NEW ORLEANS — The Justice Department will escalate its crackdown on illegal foreign influence operations in the United States, a senior Justice Department official said Wednesday, violations that prosecutors have targeted with renewed vigor in recent years.
Prosecutors plan to pursue more cases of covert foreign influence, John C. Demers, the head of the Justice Department’s national security division, said at a conference in New Orleans on white-collar fraud.
The move, one of the first significant initiatives under Attorney General William Barr, shows that the Justice Department has made a priority of one of the targets pursued by special counsel Robert Mueller: potential violations of the Foreign Agents Registration Act, or FARA, which requires lobbyists and others to disclose any work they do to further the interests of foreign governments. Prosecutors had for decades mostly ignored such violations as lobbyists accepted millions of dollars from other nations.
Demers said that the department was overhauling its FARA enforcement unit and would assign Brandon L. Van Grack, a former prosecutor on Mueller’s team and a deputy chief in the national security division’s counterespionage unit, to oversee it. The new role shows that the department has shifted “from treating FARA as an administrative obligation and regulatory obligation to one that is increasingly an enforcement priority,” Demers said.
Van Grack was involved in some of the special counsel’s most high-profile prosecutions, including the cases against Paul Manafort and Michael Flynn, former top aides to President Donald Trump.
The lobbying world had long been dismissive of the threat of prosecutions related to foreign influence or violations of FARA. For nearly a half-century, from 1966 until 2015, the Justice Department pursued only seven FARA cases, the department’s inspector general said in a report.

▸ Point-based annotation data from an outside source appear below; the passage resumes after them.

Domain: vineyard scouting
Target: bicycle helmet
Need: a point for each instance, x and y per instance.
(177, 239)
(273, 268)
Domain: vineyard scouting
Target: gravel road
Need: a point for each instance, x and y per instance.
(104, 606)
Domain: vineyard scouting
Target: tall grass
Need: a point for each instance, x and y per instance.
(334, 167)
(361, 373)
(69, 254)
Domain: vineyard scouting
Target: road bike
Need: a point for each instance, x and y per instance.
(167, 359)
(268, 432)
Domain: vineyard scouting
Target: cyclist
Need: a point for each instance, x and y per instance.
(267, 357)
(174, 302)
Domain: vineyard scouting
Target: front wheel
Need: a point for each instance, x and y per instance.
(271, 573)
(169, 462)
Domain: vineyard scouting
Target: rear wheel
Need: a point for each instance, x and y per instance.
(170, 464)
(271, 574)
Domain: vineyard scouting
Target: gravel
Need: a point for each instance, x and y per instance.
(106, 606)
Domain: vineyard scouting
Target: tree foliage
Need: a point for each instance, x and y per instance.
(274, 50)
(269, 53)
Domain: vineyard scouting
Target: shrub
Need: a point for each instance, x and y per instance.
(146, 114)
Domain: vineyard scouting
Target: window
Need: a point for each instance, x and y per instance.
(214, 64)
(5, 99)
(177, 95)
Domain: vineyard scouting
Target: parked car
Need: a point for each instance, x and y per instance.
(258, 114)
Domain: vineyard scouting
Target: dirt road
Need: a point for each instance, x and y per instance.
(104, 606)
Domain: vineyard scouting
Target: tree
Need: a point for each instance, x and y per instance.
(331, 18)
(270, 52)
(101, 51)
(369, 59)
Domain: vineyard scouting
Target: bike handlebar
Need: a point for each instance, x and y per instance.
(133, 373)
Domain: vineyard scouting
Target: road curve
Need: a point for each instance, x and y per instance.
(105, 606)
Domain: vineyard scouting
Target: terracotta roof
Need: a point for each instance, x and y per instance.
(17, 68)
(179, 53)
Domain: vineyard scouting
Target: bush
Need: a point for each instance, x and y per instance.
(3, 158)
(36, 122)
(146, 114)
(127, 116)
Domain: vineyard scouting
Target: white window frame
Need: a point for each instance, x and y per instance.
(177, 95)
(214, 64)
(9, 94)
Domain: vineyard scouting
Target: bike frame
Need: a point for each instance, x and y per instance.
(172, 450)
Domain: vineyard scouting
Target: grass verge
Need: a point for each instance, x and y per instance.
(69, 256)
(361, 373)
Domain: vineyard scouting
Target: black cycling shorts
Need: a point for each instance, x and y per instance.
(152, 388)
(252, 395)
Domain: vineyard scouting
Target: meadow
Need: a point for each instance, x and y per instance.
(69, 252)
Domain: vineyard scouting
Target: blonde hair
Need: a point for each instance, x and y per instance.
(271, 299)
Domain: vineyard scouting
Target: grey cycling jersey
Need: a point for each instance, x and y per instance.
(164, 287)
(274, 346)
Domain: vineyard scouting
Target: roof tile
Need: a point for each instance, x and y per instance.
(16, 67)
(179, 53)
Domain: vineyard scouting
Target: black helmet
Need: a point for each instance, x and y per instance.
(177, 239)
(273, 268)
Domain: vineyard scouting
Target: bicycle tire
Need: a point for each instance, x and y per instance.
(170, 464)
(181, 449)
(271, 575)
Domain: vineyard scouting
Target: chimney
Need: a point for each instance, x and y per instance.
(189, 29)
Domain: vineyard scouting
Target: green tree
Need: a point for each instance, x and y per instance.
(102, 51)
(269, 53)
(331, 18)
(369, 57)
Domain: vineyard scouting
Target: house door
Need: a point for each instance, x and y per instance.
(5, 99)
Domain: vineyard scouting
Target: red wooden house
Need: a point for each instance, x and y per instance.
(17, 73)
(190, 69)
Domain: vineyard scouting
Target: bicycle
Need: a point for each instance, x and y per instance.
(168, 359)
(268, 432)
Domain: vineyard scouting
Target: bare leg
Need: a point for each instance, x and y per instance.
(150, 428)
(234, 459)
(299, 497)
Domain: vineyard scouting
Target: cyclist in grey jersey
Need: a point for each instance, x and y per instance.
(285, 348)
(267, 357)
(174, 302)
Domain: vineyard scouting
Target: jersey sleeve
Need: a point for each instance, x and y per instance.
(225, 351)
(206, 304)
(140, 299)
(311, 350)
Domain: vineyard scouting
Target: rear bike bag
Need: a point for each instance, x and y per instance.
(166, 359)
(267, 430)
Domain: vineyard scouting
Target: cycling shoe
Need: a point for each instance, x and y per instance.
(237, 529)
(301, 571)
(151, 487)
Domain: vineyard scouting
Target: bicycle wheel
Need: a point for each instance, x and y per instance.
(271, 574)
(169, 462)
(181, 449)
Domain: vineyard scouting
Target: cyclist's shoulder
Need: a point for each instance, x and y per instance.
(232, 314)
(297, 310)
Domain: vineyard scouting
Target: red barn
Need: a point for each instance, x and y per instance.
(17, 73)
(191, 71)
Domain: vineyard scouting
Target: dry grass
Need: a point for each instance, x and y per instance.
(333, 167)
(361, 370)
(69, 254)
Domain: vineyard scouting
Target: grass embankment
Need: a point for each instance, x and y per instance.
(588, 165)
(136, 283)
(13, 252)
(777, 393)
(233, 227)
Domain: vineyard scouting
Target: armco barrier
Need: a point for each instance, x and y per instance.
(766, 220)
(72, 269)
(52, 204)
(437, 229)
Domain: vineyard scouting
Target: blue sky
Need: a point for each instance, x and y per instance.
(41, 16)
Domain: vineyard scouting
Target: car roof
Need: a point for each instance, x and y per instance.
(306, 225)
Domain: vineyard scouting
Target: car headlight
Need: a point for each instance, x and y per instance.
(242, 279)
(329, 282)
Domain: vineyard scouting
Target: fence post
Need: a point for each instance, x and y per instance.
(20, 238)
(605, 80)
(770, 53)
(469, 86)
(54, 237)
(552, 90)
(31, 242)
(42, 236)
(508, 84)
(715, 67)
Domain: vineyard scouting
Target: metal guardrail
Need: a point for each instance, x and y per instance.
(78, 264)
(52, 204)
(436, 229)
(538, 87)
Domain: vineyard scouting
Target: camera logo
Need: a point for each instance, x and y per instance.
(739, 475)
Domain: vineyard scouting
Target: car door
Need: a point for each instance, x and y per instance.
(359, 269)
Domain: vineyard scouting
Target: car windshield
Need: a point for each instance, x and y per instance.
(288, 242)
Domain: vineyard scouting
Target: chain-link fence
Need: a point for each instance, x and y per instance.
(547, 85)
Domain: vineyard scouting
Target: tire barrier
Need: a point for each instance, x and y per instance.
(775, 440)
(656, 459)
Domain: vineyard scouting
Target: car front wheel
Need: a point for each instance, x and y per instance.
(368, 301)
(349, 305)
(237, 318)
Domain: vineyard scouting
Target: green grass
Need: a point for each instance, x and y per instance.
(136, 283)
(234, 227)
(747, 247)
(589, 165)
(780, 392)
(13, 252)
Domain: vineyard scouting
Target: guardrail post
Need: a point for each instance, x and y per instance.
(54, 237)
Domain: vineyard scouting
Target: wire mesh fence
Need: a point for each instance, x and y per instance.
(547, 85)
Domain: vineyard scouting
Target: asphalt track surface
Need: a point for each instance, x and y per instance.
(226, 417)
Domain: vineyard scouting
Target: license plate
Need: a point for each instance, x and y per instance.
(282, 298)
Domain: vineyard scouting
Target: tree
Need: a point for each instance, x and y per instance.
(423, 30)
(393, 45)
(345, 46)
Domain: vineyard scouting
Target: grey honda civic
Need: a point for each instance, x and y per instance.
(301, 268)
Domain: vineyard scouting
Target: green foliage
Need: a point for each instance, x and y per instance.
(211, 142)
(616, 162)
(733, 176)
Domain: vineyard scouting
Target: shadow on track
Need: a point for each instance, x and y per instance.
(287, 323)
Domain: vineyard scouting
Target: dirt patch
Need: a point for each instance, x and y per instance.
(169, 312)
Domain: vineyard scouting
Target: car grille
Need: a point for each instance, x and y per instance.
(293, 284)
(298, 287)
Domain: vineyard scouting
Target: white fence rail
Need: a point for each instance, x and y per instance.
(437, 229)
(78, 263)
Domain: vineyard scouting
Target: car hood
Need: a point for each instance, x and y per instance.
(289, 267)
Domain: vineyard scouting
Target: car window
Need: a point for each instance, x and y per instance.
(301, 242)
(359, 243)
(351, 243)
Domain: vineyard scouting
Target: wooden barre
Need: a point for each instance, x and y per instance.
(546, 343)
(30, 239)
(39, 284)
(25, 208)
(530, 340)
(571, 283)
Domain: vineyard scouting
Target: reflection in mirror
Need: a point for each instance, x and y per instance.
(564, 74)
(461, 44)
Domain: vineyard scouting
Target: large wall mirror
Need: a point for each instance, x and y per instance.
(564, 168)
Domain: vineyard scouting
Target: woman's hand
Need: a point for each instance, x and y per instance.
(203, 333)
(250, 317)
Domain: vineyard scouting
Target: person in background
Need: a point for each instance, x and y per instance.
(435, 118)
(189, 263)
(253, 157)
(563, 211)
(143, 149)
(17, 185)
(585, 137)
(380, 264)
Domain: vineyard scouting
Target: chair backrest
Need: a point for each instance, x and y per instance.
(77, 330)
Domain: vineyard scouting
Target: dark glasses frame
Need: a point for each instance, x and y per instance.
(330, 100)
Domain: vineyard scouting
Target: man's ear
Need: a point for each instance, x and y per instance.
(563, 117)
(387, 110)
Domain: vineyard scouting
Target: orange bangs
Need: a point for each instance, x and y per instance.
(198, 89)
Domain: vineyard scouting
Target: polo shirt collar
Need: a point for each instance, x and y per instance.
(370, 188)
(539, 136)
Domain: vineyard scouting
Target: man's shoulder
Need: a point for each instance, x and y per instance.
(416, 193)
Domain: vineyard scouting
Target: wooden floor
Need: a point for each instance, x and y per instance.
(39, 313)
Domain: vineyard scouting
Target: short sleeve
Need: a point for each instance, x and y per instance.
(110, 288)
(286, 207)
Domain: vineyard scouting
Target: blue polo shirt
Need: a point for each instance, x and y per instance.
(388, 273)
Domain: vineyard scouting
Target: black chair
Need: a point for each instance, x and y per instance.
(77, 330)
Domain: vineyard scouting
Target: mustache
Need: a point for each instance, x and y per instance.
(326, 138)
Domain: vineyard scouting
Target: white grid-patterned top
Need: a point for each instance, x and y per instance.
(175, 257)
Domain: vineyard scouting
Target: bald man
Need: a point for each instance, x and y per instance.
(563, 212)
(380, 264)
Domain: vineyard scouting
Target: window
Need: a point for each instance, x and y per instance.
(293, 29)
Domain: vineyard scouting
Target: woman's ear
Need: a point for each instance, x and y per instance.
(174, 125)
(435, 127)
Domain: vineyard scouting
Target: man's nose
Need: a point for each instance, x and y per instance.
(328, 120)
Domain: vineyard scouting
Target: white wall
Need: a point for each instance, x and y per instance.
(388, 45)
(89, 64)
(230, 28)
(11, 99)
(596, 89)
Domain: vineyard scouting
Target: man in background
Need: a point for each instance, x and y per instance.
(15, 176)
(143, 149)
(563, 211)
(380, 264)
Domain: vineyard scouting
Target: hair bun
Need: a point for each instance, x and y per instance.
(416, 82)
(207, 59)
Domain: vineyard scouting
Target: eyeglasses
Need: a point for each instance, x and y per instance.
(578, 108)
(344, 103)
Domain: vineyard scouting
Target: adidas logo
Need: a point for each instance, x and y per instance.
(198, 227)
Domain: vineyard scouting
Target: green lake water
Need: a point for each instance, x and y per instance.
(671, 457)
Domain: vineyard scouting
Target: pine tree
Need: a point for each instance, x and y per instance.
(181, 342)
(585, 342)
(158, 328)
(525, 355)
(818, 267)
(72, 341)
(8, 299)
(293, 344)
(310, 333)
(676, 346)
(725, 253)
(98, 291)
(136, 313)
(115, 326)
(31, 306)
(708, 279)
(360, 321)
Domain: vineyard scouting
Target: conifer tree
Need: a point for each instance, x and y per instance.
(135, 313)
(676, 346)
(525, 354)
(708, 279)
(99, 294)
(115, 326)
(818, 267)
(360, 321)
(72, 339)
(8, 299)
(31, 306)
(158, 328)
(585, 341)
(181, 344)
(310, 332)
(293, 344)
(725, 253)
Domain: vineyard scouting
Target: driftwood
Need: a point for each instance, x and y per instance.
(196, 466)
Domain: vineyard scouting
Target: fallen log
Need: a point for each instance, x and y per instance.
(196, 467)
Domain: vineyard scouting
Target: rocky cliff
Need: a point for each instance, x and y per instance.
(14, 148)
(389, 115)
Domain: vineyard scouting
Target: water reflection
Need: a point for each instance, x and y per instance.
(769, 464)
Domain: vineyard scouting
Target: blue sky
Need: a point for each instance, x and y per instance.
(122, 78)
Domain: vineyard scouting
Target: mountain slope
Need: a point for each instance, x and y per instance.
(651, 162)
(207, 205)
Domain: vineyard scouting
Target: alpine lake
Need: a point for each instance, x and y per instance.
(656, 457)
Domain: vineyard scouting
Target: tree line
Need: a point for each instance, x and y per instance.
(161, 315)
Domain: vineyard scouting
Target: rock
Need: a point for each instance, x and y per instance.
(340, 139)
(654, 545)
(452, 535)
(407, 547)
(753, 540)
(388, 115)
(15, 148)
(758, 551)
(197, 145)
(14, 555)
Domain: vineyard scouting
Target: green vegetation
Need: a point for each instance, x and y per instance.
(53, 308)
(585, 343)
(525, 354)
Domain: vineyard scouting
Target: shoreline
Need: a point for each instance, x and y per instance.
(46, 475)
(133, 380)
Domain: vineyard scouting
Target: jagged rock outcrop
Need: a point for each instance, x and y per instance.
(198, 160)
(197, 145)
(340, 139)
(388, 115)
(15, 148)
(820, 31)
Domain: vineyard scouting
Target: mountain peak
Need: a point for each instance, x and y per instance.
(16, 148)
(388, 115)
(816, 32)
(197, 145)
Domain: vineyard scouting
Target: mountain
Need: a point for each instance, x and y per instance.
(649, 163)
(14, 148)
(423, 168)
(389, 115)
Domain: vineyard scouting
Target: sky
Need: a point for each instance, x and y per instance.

Van Grack temporarily left the Justice Department’s national security division to work with Mueller’s team, returning to his previous post in August after working on the indictments of Flynn, who pleaded guilty in late 2017 to lying to investigators, and Manafort. Manafort is due to be sentenced Thursday in Northern Virginia on a conviction of financial crimes in a case that stemmed from his consulting work for a former pro-Russian president of Ukraine. During that trial, an unsavory picture emerged of the lawyers and consultants who netted big paydays for their work on behalf of foreign governments.
The abrupt end to Manafort’s career, which included work with foreign clients who wanted a say in U.S. politics, had a chilling effect on the lobbying world.
As it delved into the work that occurs on behalf of foreign governments in the lobbying world, the special counsel’s office also investigated lawyers and lobbyists who worked on behalf of Ukranian entities, including Gregory B. Craig, the White House counsel under President Barack Obama and a lawyer for the firm Skadden, Arps, Slate, Meagher & Flom.
In January, the law firm paid $4.6 million to settle a Justice Department investigation into whether its Ukraine-related work violated lobbying laws.